A depender do quanto desses R$ 50 bi serão efetivamente usados, os gastos sociais previstos na PLOA 2023 poderão ser elevados em algo entre R$ 145 bi e R$ 195 bi; ou seja, entre 1,5% e 2% do PIB a mais. Como tal PLOA 2023 previa gastos totais de 17,6% do PIB, isso significa que eles poderão atingir agora com a EC-162 o patamar de 19,1% a 19,6% do PIB.
Isso é um alívio, claro, mas não é a salvação da lavoura. Pois permite apenas recompor as verbas aos patamares baixíssimos de 2022 – que, segundo o último relatório de Execução Orçamentária, representam 19% do PIB. Ou seja, com todos os dispositivos expansionistas da EC-162, os gastos manter-se-ão em 2023 similares como proporção do PIB aos de 2022. Sendo que este último é um ano que testemunha um colapso não apenas das áreas sociais, mas também dos investimentos públicos, que atingem seu menor patamar histórico: menos de 0,3% do PIB – lembrando que a mera manutenção da infraestrutura pública (reposição da depreciação do estoque de capital) exigiria de 0,5% a 1% do PIB de investimentos orçamentários.
Alternativas e próximas batalhas
O debate a respeito da viabilidade de outras estratégias legislativas (ao invés da PEC) que seriam mais ou menos (política e pragmaticamente) oportunas para avançar mais na recomposição dos gastos sociais está além do escopo deste texto. Sabe-se, contudo, que é sempre difícil dizer o quão exequível seria à equipe de Lula, que sequer assumiu o governo (e opera ainda sob ameaça de golpe bolsonarista mal dissipada), elevar ainda mais tais gastos no quadro inóspito de negociação neste Congresso tão reacionário e fisiológico.

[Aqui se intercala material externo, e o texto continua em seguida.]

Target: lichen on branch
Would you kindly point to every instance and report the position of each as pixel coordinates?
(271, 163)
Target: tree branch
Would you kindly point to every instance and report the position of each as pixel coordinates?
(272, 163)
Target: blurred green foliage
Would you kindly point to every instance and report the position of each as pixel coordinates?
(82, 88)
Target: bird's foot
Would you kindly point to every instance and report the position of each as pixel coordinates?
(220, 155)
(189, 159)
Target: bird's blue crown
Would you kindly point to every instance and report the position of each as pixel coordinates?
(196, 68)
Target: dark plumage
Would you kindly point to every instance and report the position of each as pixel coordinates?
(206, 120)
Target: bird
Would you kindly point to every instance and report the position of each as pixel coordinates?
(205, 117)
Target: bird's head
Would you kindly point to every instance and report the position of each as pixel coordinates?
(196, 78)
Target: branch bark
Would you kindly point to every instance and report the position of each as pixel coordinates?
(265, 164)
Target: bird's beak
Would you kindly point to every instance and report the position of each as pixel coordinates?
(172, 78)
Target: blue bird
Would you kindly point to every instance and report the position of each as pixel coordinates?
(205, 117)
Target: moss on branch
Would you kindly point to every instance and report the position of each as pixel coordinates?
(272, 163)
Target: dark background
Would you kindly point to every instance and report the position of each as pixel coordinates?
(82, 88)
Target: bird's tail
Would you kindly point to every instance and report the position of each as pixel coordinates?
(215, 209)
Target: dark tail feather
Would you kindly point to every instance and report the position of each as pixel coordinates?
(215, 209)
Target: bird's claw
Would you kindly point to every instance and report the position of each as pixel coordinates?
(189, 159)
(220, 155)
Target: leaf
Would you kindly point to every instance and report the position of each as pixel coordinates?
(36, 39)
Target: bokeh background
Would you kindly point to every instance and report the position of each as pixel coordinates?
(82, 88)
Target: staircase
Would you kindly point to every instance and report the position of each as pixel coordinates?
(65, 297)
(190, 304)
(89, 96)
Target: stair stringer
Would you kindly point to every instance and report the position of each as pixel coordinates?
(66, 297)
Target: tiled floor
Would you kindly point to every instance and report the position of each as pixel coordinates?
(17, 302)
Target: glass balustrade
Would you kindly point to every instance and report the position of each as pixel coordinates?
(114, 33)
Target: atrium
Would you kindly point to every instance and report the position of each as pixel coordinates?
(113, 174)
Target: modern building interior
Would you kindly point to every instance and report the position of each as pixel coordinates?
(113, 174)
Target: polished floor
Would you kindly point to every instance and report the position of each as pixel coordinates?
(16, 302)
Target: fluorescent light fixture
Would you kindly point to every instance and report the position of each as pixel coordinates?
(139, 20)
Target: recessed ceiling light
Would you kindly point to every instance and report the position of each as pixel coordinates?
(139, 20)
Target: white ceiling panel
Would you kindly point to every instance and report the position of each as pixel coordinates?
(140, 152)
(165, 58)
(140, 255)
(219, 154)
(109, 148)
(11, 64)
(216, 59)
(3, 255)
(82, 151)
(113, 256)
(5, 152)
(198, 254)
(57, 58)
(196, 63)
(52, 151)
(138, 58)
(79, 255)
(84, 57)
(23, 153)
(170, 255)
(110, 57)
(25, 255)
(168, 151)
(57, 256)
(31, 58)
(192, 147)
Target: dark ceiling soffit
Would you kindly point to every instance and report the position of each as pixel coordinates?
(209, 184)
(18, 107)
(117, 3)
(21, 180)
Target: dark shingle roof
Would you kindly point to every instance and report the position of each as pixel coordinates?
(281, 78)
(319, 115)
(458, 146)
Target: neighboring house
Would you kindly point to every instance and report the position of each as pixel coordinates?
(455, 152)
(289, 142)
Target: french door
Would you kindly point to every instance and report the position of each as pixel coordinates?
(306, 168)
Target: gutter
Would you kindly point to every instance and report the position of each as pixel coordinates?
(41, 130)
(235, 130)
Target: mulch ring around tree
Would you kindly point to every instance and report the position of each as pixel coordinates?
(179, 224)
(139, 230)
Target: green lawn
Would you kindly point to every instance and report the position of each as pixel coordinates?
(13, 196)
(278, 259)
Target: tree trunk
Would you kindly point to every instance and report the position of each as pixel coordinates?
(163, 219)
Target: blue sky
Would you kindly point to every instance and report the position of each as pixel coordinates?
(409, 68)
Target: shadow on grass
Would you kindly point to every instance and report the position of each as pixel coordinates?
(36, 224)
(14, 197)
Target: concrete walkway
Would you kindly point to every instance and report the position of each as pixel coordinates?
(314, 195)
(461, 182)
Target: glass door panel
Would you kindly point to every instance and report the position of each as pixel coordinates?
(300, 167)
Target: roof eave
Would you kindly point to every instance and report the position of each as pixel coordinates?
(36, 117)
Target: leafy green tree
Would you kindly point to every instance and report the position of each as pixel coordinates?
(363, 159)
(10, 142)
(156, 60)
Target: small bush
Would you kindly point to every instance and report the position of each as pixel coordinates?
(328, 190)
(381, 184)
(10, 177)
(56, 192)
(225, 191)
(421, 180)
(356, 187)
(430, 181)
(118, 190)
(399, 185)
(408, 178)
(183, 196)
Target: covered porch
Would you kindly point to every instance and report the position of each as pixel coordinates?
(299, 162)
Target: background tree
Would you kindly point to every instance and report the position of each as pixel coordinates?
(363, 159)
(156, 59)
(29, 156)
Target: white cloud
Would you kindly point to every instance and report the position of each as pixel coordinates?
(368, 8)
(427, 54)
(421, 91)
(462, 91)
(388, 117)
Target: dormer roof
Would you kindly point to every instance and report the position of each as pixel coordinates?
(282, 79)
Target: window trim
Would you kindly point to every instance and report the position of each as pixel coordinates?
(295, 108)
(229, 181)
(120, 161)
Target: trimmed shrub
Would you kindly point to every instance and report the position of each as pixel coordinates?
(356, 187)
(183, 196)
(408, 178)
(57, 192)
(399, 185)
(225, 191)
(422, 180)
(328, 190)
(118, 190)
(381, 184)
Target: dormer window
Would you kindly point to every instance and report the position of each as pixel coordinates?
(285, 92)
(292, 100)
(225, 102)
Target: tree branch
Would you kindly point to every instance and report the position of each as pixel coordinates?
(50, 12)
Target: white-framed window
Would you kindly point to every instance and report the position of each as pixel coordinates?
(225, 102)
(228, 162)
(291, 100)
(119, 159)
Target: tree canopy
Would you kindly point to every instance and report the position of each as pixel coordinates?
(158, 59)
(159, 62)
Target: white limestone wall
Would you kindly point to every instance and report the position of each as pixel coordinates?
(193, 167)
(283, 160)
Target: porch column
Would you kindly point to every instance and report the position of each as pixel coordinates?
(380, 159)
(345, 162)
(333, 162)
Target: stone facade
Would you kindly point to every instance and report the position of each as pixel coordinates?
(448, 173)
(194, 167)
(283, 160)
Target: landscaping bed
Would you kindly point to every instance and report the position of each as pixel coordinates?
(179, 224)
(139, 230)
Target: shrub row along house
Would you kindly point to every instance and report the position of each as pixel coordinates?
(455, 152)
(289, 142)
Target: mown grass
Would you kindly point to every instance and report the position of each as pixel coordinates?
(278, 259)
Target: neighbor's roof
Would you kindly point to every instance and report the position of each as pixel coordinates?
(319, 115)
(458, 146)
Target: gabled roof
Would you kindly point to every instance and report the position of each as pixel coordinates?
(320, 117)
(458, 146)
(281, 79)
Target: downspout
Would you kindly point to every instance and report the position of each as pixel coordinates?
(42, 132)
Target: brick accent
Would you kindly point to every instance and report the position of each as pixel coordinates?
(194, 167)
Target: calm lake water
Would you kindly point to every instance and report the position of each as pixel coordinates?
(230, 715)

O que é certo é que esta foi apenas uma batalha numa guerra bem mais longa. A próxima – até agosto – deve ser a da apresentação da nova lei de âncora fiscal, que precisa eliminar os entraves austericidas, pró-cíclicos e contraproducentes existente no atual arcabouço fiscalista (“ultraneoliberal”) brasileiro – Teto/LRF/Regra de Ouro. Muito além da (reconhecida) habilidade política e negociadora de Lula e de seus aliados no embate institucional, sempre muito viciado e limitado, a luta do povo nas ruas pode ser decisiva para garantir novos avanços.
A falácia da “gastança”
Mesmo tendo expandido o Teto em muito menos do que o necessário, a EC-162 foi – e segue sendo – objeto de enorme oposição. Não apenas do bolsonarismo, que tentou manobras para protelar a votação da PEC, mas também de “aliados” de última hora (como o tucano Tasso Jereissati) insistindo em exigir o mínimo de expansão do Teto.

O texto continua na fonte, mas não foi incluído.